This issue central here is the lack of independence in the experimental design. They've created quasi-independence in their sampling methodology, but at the end of the day, they've still only got an n of 30 (not 300,000-3,000,0000). I get it. For most cases, one almost always has to create a condition of quasi-independence in ones data. To get these algorithms to work, you need lots of data.

Knowledge of what ML is, how it works under the hood (a bit), and how to implement it (more imp. imo), all matter in this space. What matters more (imo), is the mindset that can be developed by doing science as an intellectual exercise. Its good science to remain skeptical and be adherent to the evidence rather than our assumptions.

CrazyStat · on Oct 22, 2019

Your local university stats department may have a course on it, or check out a textbook. There may well be some online courses too.
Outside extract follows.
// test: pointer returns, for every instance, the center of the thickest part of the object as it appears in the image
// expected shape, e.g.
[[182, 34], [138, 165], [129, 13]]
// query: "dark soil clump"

Unfortunately I wasn't very fond of the textbooks I used in school and I haven't looked at any since so I can't give you any recommendations.

atoko · on Oct 22, 2019

Probably Kaggle competitions

rodprice · on Oct 22, 2019

Read "Data Analysis: A Bayesian Tutorial," by D.S. Sivia for an excellent introduction to experimental design for scientists. This gives you a quantitative approach to the design of experiments, with tools to properly evaluate your results.

RosanaAnaDana · on Oct 24, 2019

I would also recommend the bayesian statistics book with the dogs on the cover. Can't remember its name off hand, but got handed a copy. Its a great foundation.